Existem assuntos que são capazes de causar um furor mundial. E a aba “Crimes de Guerra”, pela infelicidade das nações, é um desses assuntos. Mais ainda do que a violência explícita de Manhunt, ou do inferno de Agony. Dentre as espécies deste gênero, temos o assassinato, total ou parcial, de um grupo étnico ou nacional. A Netflix, em sua adaptação de Avatar: A Lenda de Aang, desenho animado da Nickelodeon, trouxe o Genocídio dos Nômades do Ar em sua forma crua, fato que inicia a Guerra dos Cem Anos naquele mundo. Entretanto, esse tema não é apenas virtual, e a Terra que conhecemos também tem seus próprios crimes contra a humanidade. Embora alguns sejam completamente esquecidos, como as atrocidades cometidas por um certo Rei Europeu. Ninguém menos que Leopoldo II da Bélgica, contra o que ele achou ser sua propriedade privada, a atual República Democrática do Congo.

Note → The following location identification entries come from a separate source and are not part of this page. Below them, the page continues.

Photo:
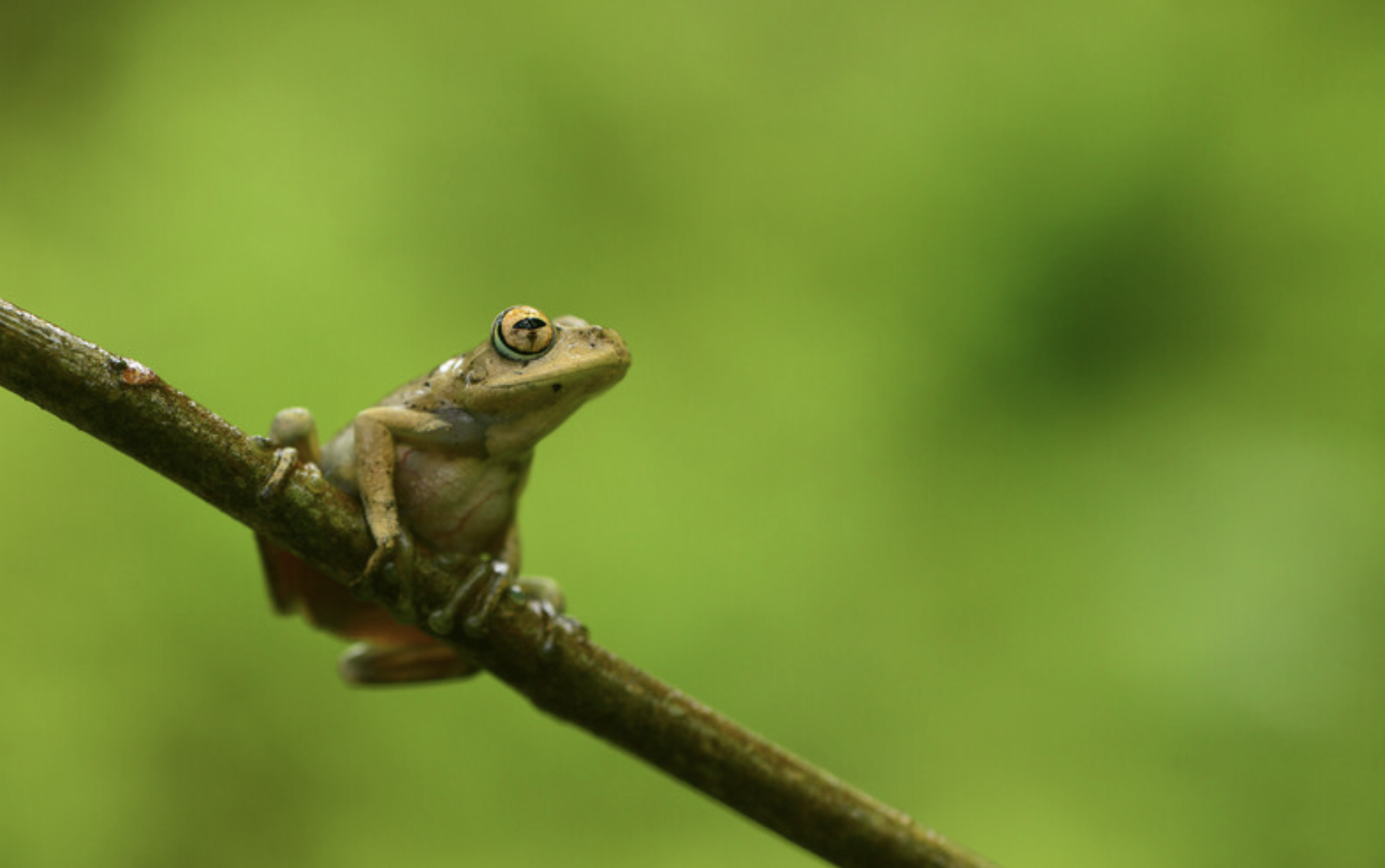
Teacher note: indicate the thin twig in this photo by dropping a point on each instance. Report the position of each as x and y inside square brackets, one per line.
[128, 406]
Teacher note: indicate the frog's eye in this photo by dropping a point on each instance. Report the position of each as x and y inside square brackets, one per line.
[521, 333]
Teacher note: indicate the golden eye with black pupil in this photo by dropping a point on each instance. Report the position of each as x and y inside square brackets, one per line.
[521, 333]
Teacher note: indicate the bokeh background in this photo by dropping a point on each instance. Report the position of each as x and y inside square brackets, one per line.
[1006, 431]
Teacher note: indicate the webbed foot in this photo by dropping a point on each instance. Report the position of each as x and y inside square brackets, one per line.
[494, 579]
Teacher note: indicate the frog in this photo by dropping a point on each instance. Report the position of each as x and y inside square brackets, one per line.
[439, 465]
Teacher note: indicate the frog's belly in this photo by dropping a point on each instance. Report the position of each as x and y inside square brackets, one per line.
[455, 504]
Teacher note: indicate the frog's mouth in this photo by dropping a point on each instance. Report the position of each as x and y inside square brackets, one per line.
[583, 362]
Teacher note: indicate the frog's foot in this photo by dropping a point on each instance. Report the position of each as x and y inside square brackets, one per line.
[547, 598]
[284, 462]
[393, 561]
[492, 577]
[365, 663]
[294, 435]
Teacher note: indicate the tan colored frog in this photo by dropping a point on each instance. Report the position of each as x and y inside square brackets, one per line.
[439, 464]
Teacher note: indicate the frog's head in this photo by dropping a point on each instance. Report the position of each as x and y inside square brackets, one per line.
[534, 373]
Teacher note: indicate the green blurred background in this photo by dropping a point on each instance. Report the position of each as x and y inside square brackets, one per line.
[1005, 435]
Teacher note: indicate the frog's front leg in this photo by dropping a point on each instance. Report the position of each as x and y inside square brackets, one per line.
[376, 432]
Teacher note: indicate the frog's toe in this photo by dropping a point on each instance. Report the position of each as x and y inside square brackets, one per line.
[284, 462]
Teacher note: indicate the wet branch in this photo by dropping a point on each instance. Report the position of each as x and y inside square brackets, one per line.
[125, 405]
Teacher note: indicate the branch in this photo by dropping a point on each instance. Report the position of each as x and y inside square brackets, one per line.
[124, 403]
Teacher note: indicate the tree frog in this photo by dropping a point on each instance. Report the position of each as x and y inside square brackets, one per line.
[439, 465]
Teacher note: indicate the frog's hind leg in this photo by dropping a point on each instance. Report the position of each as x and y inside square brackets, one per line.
[294, 436]
[365, 663]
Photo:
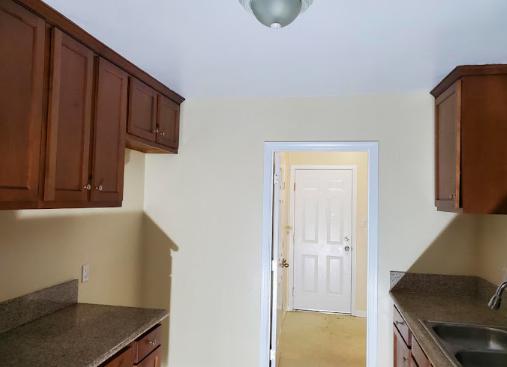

* Atenção. Embora seja um assunto necessário, o Guariento Portal tem ciência de que mencionar “Crimes de Guerra”, “Genocídio” e “Crimes Contra a Humanidade” em um Artigo é alvo de questionamentos. Além do mais, esse tema exige moderação. Os fatos aqui narrados contam um pouco do processo predatório de Colonização onde hoje se encontra a República Democrática do Congo. Escritores como Joseph Conrad e Sir Arthur Conan Doyle usaram o ocorrido na região em suas obras e ajudaram a revelar as atrocidades do monarca belga. Se acaso se sentir mal, não termine de ler este Artigo. O Guariento Portal já falou sobre a importância do futebol na História, de Curiosidades sobre a Romênia e tem uma Review graciosa de Final Fantasy VII Remake, da Square Enix para PlayStation 5. Aproveite esses outros Artigos se assim preferir. Agora, vamos viajar para o Século XIX.
A Partilha da África é onde todo o caos começa no Continente Africano.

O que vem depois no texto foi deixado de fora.